You need to have jet fuel under you, and it sort of doesn’t come from you completely. I have a lot of intrinsic motivation, but the second I’m picked up by someone else and told: ‘you’re really good at this, let me help you’, that’s when I get really inspired to keep going.
SB And the opposite can also be true, right?
EL Exactly. There are people who went through college not having direct contact with their professors. I’m just not that kind of student, or person. I gravitated to Visual Studies for the content, but also because it was a small, very hands-on program. I’ve always needed and excelled in those kinds of intimate spaces.
A photoshoot is similar: a small group of people working on something with a lot of direct contact and direct communication.
SB Who would you want to speak with if you could call anyone?

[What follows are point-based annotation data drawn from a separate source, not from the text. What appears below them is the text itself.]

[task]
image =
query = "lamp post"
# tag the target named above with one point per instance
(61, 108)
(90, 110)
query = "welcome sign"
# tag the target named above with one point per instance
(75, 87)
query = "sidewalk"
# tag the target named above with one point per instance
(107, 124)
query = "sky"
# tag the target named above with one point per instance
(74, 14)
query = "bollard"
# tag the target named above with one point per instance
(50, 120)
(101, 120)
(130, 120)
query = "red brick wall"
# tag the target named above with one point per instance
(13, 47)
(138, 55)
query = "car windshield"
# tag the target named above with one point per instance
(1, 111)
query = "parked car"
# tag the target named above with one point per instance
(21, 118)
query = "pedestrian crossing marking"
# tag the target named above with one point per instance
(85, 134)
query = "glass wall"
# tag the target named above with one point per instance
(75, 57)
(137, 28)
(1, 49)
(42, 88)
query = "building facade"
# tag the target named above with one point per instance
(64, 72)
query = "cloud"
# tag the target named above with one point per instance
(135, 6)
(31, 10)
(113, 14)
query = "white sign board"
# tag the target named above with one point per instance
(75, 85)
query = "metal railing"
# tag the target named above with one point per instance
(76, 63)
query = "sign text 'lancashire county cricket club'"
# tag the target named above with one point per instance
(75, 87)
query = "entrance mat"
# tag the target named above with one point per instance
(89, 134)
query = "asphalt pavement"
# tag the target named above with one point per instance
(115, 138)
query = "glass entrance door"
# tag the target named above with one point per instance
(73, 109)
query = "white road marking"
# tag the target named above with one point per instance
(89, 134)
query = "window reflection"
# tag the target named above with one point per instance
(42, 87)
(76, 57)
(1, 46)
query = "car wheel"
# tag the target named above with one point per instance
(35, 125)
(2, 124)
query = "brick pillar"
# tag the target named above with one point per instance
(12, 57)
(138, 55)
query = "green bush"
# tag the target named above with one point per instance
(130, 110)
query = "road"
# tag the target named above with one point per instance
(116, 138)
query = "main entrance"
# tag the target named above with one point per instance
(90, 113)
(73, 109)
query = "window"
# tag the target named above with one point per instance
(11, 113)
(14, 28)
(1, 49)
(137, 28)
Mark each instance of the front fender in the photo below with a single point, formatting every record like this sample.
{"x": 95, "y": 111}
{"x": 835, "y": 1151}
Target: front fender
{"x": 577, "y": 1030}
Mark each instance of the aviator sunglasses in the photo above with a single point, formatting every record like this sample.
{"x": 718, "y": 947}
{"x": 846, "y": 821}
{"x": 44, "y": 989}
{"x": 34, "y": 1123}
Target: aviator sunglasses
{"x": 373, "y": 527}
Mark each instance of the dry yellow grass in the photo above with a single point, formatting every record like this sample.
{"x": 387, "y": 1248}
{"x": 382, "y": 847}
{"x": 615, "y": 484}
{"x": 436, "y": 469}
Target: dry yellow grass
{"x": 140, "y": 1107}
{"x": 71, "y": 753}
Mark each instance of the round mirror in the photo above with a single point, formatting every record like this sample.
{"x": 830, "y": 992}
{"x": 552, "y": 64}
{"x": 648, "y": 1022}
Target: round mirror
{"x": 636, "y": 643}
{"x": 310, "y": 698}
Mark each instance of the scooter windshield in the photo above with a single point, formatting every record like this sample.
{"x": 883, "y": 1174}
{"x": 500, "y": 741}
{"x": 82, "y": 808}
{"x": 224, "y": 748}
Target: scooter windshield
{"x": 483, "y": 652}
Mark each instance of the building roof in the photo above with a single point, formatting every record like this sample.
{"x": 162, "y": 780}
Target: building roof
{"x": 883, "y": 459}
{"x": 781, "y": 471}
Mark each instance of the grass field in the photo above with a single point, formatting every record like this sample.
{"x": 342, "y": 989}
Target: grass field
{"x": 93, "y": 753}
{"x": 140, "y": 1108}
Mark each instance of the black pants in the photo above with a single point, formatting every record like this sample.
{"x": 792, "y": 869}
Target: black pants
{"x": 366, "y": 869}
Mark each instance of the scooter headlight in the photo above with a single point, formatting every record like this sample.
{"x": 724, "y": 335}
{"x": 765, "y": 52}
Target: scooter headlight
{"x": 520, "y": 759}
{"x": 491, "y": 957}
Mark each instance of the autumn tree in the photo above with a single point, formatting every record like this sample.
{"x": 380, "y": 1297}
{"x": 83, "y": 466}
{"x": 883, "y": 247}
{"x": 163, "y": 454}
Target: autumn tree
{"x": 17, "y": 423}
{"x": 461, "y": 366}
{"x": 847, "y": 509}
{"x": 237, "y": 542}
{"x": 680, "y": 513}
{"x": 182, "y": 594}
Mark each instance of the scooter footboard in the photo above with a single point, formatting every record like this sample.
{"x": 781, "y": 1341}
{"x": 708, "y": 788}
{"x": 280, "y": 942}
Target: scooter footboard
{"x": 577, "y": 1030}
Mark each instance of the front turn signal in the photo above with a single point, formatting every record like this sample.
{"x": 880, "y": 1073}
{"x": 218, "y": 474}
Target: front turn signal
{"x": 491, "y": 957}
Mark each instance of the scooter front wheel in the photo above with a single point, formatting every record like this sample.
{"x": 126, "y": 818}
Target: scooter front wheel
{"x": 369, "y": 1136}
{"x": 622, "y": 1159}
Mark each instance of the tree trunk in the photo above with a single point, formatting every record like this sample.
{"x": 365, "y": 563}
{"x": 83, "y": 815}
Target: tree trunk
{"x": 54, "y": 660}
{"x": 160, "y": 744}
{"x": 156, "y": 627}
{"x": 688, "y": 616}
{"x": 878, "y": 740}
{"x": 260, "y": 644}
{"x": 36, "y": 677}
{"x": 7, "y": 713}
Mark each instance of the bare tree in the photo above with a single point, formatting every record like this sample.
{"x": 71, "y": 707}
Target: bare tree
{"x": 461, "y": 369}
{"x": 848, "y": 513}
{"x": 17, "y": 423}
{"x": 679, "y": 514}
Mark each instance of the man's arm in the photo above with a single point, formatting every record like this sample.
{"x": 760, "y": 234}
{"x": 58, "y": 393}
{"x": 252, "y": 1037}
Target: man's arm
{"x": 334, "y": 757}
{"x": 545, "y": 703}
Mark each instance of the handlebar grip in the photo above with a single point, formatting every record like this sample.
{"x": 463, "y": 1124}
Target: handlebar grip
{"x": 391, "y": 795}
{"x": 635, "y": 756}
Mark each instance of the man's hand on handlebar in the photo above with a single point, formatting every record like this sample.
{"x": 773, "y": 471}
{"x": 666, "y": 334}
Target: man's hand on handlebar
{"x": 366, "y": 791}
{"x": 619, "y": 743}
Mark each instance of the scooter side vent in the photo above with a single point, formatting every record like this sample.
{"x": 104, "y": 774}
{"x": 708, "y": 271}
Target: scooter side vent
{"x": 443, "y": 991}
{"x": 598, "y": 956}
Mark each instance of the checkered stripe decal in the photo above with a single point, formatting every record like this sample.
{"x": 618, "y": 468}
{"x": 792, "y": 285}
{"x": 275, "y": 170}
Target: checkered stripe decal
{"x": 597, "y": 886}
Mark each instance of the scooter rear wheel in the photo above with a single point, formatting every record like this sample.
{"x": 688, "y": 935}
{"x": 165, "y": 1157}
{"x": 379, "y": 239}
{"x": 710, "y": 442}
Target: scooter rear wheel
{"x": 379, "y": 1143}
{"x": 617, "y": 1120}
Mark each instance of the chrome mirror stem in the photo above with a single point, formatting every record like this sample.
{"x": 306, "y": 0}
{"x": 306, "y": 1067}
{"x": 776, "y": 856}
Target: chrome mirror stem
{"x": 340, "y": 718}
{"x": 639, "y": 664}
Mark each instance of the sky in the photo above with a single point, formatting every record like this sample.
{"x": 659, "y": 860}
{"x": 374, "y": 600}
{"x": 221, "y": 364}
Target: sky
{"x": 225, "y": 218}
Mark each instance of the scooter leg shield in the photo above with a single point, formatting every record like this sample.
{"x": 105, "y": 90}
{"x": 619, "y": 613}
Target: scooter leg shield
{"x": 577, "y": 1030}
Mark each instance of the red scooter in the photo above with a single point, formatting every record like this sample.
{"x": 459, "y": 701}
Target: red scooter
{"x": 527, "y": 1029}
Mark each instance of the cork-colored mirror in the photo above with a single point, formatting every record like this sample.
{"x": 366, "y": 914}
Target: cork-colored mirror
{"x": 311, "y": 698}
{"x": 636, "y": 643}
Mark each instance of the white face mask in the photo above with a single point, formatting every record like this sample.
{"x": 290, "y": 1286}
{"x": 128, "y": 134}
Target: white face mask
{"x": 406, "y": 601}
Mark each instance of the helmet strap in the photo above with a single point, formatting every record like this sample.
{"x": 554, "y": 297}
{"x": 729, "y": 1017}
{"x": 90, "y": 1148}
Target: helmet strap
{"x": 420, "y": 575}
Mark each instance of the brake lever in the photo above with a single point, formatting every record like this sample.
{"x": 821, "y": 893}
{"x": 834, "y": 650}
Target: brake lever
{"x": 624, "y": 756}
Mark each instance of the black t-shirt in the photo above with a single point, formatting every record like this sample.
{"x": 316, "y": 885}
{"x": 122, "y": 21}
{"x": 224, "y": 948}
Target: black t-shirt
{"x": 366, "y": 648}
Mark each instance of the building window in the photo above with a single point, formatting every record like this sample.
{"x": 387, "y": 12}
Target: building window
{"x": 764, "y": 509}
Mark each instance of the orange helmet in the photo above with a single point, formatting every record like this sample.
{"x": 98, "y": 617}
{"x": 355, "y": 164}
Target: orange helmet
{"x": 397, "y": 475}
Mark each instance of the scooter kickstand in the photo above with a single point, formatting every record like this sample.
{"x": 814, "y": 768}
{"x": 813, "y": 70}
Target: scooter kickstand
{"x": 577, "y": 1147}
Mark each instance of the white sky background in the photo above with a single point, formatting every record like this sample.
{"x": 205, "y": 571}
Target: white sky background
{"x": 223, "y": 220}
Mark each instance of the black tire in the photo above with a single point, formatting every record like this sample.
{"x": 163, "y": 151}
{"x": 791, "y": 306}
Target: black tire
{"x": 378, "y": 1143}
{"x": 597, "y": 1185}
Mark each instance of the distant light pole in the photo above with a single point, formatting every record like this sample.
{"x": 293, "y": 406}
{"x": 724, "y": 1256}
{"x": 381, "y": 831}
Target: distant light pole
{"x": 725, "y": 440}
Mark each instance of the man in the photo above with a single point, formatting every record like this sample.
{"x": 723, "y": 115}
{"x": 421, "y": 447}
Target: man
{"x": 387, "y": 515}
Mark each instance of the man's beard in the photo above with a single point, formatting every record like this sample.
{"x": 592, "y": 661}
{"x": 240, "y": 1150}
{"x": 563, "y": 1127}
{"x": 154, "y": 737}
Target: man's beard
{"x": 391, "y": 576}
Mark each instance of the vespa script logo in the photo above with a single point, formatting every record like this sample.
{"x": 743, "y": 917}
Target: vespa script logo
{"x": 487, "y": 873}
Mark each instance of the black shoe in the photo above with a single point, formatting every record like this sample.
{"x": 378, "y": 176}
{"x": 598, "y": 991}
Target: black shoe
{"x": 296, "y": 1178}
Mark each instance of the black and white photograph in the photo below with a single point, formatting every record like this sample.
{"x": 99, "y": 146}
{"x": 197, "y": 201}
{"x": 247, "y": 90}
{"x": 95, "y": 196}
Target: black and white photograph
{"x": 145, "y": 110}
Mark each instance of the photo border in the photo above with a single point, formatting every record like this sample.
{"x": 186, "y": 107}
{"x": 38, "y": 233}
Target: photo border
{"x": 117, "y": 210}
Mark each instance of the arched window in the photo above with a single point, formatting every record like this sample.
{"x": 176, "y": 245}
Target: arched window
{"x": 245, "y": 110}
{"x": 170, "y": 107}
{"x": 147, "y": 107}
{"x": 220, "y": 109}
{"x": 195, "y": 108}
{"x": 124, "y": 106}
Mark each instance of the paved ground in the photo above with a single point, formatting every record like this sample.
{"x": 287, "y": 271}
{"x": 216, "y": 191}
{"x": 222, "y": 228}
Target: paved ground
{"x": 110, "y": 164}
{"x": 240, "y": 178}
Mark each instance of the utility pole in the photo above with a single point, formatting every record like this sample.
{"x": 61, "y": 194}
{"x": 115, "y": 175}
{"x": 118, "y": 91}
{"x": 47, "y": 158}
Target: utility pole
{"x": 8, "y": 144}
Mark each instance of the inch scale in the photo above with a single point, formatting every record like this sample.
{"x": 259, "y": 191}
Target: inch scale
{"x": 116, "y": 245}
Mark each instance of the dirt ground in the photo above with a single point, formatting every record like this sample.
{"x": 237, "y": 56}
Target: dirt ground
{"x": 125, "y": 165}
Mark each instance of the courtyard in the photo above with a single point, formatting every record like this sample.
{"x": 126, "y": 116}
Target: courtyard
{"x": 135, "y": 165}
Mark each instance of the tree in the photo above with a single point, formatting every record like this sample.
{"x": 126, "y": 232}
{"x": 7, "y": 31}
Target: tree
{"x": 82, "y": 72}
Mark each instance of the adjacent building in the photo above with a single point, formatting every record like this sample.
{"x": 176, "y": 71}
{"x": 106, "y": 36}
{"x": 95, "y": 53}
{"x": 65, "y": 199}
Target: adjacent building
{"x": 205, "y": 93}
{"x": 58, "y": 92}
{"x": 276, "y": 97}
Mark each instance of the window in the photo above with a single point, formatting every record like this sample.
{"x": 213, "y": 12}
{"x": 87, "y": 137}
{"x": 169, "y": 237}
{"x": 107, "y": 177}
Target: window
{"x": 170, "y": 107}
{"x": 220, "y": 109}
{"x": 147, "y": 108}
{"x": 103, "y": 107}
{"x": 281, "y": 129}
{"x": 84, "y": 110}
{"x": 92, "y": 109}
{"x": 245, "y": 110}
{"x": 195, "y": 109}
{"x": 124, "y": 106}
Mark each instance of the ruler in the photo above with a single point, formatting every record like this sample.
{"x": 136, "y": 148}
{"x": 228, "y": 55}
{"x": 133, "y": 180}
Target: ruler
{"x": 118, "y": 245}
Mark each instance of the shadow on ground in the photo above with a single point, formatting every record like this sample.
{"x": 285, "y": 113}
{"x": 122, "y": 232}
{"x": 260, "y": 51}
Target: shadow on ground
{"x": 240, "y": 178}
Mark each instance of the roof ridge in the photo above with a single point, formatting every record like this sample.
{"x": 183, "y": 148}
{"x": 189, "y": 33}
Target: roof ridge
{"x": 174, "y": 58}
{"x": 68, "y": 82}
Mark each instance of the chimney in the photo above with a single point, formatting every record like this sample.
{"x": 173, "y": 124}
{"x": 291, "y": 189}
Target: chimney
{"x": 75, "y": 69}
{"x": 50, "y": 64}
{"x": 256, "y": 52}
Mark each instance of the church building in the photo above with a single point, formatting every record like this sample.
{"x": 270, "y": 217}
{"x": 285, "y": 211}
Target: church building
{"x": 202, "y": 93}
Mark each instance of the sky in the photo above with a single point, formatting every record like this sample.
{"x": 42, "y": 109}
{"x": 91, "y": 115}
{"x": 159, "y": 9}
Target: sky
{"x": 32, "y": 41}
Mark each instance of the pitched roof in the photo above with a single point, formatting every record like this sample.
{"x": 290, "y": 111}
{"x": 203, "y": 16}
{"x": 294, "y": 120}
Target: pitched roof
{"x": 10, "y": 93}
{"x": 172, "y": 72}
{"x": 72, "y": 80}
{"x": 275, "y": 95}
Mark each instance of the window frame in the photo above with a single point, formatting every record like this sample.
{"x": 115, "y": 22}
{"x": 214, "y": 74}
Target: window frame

EL Performance artist Tehching Hsieh. I was flipped out when I first discovered conceptual performance art. There are great artists that don’t necessarily break barriers, but he is and was such a vanguard: no one was doing work like it at the time he was creating his ‘One Year Performance‘ pieces in the ’80s which explored endurance and the passage of time.
There’s always a concept in photography but more often than not, the work is driven by aesthetics. His documentation of his works have their own aesthetic conventions, but they’re almost beside the point.
I look to other mediums and in particular, gravitate toward performance. I trained as a dancer from childhood, and wanted to pursue it but never did.
The beauty of ballet lies in its precision and an adherence to a rubric that rarely changes. I think that’s diametrically opposed to the conceptual performance artists like Hsieh, Marina Abramovich, or Rirkrit Tiravanija –
SB – submitting Vito Acconci to that list. First Abstract Expressionists tested the physical limits of paint, canvas, and gesture, then this school of artists say: ok, bodies, space and time are the materials now. How far can our bodies go, what can they do, what can be done to them and what becomes of the spaces they move through?
EL Yeah. Part of why I respect Hsieh so much is for his exploration of those concepts of time, duration, physical and mental limits in extremis. And that’s why even in my own work, I don’t want to see just the image I made. I want to see layers. I want to see tactility – Is there writing on it? Is there a graphic component? I don’t want to see something at face value. It’s something I’m still really trying to push forward in my own work.
That said, my other advice is: don’t take yourself too seriously.
SB Have you always subscribed to that belief, or is this a post-Covid revelation?